Yes, they get a lot of shtick and at this point they’re more comparable with a fancy Wetherspoons than Anarchy in the UK , but I honestly believe they’re still one of Scotland’s best breweries going.
Without Punk IPA and the impact it had on Scottish beer, I simply don’t believe we’d have the huge variety of fantastic breweries making incredible brewskies like we have nowadays.
But is Punk IPA still the reigning champion of Scottish IPAs?
I put a tin of the blue stuff up against three other IPAs from breweries across Scotland, in this case Moray, the Highlands and Dundee, to see if they were top of the hops.

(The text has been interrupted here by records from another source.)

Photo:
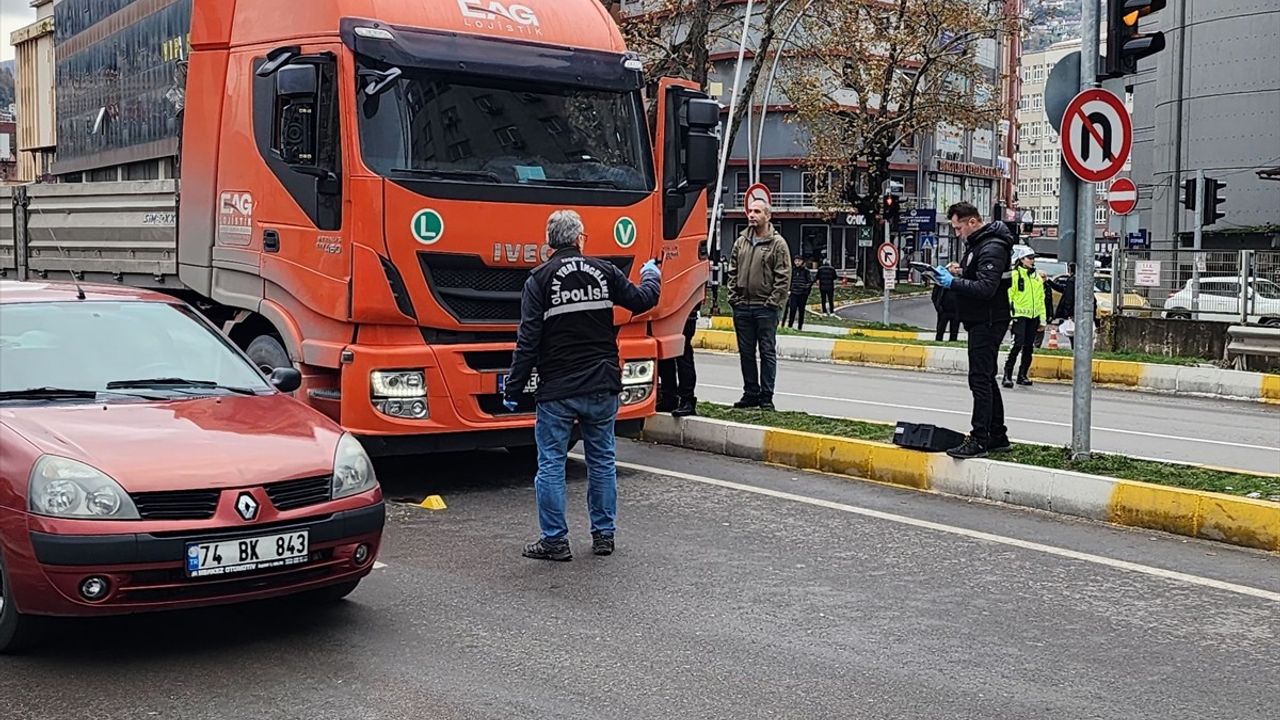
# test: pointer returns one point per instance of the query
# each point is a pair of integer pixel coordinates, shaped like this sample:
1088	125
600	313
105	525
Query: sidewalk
1212	382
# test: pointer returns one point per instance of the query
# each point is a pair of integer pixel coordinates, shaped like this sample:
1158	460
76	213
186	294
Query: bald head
758	215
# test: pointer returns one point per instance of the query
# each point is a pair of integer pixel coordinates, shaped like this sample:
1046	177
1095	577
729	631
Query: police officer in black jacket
982	291
567	332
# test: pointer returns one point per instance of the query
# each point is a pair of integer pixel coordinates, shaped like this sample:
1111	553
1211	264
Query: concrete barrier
1055	368
1235	520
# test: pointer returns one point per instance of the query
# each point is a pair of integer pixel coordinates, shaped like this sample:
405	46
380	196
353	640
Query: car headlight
352	470
62	487
638	372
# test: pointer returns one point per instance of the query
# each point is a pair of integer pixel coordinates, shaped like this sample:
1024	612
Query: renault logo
246	506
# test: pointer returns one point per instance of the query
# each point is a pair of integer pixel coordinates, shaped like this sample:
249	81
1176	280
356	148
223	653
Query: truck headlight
638	372
352	470
62	487
400	393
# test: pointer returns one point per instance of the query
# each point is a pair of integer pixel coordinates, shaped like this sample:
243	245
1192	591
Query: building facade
1210	101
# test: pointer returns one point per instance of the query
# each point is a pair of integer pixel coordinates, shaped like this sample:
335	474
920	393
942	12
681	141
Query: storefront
952	182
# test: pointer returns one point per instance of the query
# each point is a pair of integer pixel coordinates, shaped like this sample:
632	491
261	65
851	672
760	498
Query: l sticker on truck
428	227
625	232
234	218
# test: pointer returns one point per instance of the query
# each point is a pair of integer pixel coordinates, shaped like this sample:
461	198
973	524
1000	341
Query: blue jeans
595	414
757	326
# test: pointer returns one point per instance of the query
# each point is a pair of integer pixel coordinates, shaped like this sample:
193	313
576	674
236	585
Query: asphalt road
908	310
776	595
1165	427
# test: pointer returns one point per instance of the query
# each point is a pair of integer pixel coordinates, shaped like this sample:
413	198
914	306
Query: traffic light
1189	194
892	206
1215	196
1125	45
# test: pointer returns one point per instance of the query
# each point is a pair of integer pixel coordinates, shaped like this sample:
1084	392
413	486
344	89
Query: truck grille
179	505
474	292
300	493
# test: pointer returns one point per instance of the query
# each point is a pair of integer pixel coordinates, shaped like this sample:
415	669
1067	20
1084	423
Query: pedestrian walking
677	378
827	287
1027	304
981	283
759	278
949	313
798	304
567	332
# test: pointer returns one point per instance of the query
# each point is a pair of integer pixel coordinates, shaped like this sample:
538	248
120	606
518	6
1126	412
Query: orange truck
361	187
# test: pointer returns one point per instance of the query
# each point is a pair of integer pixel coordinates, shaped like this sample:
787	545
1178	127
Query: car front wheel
17	630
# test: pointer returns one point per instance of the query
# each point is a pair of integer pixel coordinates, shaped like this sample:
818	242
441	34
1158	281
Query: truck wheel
268	354
17	630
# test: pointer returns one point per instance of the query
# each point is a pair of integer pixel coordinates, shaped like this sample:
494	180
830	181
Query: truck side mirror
297	95
702	141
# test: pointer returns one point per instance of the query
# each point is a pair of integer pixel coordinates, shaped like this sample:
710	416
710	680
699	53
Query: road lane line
1008	419
963	532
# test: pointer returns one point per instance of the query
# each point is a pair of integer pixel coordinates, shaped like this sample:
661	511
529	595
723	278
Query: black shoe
602	545
968	450
545	550
685	409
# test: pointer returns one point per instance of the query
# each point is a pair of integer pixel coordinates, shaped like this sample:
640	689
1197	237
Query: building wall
1226	101
33	77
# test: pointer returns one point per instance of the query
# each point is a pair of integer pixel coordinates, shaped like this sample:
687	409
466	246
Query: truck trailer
359	188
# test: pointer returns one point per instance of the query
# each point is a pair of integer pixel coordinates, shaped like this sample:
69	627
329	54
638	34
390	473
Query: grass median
1191	477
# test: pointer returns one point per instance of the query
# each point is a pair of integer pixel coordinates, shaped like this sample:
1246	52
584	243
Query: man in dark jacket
982	294
567	332
827	287
798	301
949	311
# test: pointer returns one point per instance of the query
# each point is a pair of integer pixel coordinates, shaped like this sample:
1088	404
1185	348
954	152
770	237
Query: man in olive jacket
759	279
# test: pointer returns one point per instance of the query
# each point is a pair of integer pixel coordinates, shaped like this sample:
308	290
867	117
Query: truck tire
17	630
268	352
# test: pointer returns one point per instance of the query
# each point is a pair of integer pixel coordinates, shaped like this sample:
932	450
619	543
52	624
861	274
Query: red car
147	464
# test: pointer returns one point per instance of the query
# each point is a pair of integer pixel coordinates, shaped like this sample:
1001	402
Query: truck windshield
480	131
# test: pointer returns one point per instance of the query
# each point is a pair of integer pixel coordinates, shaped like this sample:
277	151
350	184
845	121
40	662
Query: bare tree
874	74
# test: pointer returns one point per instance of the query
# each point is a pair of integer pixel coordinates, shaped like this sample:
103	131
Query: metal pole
1198	235
713	232
1082	383
886	277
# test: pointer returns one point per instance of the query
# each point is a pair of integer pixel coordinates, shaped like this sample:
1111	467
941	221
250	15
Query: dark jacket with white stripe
982	287
566	326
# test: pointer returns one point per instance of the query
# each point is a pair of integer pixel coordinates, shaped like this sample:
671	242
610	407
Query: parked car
150	465
1220	300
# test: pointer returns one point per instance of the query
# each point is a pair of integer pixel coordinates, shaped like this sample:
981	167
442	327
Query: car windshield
110	346
479	131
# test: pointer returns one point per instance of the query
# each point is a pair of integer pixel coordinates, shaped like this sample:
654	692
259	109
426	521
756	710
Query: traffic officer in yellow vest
1027	301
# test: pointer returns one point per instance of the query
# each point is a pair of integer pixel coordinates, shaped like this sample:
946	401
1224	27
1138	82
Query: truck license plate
530	387
228	556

For my test, I had a tin of Punk IPA first, and then sampled each of these three beers.
I hadn’t had a punk in quite some time actually, so I was really happy to find that it’s still a very, very good IPA, even in a can and not on draft.
For comparison’s sake, I’d rate my punk a solid 4/5.

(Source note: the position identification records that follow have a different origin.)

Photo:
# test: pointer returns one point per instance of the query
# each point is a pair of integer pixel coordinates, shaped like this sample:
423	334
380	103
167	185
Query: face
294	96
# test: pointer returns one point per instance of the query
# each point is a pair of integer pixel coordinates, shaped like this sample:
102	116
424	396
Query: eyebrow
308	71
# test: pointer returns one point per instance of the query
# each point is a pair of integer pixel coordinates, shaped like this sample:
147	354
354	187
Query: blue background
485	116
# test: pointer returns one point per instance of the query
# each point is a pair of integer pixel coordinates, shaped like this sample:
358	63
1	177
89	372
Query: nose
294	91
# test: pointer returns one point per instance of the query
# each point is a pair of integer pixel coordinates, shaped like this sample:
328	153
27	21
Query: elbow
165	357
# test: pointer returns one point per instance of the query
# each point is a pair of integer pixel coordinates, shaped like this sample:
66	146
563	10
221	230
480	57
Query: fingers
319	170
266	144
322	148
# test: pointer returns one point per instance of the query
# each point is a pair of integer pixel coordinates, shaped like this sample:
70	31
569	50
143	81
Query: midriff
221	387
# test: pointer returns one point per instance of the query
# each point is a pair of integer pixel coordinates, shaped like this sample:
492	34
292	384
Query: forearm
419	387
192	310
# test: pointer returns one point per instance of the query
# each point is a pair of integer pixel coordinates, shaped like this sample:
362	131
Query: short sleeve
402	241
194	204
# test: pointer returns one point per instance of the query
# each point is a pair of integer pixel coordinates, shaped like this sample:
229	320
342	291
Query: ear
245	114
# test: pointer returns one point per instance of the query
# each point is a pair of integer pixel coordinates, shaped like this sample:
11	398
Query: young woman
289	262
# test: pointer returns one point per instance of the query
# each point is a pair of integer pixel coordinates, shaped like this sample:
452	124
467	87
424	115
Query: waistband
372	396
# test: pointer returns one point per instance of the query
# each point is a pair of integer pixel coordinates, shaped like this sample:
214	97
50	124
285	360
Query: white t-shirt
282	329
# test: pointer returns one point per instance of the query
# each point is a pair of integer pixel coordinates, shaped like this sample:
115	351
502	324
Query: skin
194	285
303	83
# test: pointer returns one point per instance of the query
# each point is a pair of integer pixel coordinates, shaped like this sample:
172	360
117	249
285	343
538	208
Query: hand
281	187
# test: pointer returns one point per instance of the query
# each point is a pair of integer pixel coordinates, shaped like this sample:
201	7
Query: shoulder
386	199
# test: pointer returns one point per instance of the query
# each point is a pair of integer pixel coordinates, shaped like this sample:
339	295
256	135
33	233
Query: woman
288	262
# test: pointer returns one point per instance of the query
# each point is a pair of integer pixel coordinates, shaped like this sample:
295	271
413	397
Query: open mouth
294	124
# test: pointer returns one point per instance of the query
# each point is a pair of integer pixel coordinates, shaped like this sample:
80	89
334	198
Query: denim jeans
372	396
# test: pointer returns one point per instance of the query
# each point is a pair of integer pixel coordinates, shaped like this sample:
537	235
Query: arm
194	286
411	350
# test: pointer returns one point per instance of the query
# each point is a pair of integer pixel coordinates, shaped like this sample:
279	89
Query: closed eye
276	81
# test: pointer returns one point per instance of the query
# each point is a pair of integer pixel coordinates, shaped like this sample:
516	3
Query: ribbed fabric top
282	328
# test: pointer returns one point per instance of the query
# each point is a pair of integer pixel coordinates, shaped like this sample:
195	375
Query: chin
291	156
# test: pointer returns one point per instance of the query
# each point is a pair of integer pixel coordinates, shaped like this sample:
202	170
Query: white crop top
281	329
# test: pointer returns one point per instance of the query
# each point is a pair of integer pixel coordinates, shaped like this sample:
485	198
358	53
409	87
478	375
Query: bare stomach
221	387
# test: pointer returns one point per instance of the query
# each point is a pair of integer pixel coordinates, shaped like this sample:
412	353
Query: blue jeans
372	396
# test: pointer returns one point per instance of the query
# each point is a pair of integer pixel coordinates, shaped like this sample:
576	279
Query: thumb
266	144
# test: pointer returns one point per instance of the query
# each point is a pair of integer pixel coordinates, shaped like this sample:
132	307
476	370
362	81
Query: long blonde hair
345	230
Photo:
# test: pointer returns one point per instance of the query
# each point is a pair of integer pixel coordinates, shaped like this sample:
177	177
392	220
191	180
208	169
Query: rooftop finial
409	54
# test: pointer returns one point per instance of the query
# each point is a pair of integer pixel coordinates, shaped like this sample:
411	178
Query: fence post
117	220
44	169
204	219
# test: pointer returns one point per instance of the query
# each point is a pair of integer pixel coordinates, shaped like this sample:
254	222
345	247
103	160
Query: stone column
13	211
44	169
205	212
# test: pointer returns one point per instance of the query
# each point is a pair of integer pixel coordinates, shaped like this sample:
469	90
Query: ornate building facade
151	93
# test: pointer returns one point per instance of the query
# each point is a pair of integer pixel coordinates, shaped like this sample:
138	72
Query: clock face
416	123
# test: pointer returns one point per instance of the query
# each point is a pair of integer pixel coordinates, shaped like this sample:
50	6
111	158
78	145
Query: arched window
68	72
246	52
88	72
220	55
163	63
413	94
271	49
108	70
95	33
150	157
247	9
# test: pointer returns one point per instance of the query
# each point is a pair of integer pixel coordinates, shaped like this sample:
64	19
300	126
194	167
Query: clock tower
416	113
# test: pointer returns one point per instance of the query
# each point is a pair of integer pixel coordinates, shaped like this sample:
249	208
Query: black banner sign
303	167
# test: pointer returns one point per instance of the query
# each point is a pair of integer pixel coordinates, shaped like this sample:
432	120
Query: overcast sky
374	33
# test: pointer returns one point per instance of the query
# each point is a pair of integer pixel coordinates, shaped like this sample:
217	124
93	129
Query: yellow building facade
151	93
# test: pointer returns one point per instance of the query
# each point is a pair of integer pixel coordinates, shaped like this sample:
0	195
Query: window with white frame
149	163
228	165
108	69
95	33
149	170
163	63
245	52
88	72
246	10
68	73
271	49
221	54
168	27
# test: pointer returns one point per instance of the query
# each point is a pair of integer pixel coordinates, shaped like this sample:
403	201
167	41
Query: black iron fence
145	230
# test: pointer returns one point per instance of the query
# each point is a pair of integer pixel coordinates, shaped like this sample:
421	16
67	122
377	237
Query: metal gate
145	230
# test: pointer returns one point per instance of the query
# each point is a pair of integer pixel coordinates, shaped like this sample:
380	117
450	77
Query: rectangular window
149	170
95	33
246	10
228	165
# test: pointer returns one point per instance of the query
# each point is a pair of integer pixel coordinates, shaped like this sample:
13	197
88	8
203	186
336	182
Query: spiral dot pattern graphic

AKA IPA, Cromarty Brewing Co
- £3.80 from the brewery’s website for a 440ml can
- Cromarty Brewing Company, Cromarty
- Style: West Coast IPA
First up to test was a big can of AKA IPA from Cromarty.

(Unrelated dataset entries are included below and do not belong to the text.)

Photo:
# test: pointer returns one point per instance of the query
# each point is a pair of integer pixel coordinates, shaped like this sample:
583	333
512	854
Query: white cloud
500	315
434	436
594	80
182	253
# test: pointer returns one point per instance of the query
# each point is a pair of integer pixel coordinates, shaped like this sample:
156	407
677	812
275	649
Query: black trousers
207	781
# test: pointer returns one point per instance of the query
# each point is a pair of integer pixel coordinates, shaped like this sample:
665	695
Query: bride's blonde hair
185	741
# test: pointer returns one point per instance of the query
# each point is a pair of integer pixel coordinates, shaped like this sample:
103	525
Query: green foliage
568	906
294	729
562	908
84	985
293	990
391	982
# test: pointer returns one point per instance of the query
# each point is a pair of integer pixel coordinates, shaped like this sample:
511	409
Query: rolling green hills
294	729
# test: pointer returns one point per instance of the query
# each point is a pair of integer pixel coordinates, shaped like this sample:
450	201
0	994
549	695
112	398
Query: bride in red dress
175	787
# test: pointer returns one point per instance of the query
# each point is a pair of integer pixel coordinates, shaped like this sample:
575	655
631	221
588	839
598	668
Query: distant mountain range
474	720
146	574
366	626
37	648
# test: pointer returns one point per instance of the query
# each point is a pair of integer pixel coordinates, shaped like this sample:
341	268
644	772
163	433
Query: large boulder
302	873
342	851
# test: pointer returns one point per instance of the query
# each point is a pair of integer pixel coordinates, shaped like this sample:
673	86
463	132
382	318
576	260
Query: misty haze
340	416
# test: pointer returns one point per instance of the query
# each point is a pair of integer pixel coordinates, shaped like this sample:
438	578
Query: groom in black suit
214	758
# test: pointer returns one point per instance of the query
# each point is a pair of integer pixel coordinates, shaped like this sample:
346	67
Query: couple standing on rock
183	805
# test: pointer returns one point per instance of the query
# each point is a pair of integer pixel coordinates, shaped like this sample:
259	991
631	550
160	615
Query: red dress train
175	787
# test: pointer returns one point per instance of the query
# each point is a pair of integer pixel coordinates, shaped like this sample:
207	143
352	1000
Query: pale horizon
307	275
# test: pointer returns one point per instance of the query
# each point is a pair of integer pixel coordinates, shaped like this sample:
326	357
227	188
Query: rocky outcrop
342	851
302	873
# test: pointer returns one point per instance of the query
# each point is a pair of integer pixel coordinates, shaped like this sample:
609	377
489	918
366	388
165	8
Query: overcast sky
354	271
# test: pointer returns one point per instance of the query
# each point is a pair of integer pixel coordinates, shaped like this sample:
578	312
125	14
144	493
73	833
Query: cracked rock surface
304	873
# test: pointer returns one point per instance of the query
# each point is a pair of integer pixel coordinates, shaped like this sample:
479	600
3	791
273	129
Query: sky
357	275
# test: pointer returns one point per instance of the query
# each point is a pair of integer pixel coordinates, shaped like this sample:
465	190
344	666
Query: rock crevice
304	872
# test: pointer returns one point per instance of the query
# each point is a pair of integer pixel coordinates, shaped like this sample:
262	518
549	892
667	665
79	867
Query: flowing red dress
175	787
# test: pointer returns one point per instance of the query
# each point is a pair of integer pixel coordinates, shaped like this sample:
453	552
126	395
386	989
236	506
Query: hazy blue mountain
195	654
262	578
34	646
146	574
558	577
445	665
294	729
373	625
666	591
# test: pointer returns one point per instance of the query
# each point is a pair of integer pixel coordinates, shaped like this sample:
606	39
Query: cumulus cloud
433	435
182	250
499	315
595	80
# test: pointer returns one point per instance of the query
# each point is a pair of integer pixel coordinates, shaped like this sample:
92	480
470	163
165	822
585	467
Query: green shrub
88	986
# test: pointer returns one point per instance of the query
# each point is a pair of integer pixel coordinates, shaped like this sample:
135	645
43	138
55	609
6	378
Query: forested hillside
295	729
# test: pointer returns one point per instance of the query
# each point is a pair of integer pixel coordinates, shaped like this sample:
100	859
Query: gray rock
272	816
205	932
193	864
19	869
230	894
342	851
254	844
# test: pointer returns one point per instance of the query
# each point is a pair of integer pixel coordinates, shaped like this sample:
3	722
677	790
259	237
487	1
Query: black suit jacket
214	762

This beautiful brew won the World Beer Awards UK IPA category in 2016, and it most certainly deserved it.
It wears its colours on its sleeve, or rather its can artwork, as you get hit in the face immediately by pleasantly green-flavoured, resinous bitterness from the hops.
(Side note, I’m not going to ever get into types of hops in these reviews if I can help it, as that’s really just a bit too nerdy even for me).
At 6.7% it’s quite a lot stronger than a good old-fashioned Punk IPA, and it’s a lot more of it too in the 440ml can that I had.
But it was just absolutely brilliant, and I’m sorry to say James Watt if you’re reading this, but Cromarty has you beat here.
Flight Path, 71 Brewing
- £3.50 from the brewery’s website for a 440ml can
- 71 Brewing co, Dundee
- Style: IPA
Compared to Punk and AKA IPA from Cromarty, this IPA from 71 Brewing in Dundee is much more dry.
It’s a darker colour, and quite a bit more cloudy too.
At 6.1% it’s got a pleasant booziness to it, and tasted to me more like your traditional IPAs of yesteryear like Deuchars than the American-influenced Punk (and its imitators).
Really enjoyed this, but in sad news for 71 Brewing I honestly preferred my can of punk to this one.
Typhoon, Windswept Brewing co
- £2.80 for a 330ml bottle on the website
- Windswept Brewing Co, Lossiemouth
- Style: Single Hopped IPA
This IPA from Windswept, which is fast becoming a new favourite brewery of mine, tasted very much along the same lines as Punk IPA.
It’s also scored a couple of awards, including a Great Taste two-star sticker.
I found it tasted a bit stronger in terms of bitterness than Punk IPA, and a little bit more dry, which I don’t think will be genuinely that widely appealing to a lot of people, but for me it just cinched it.
Sorry Brewdog, but it’s another IPA I can honestly say I prefer to Punk.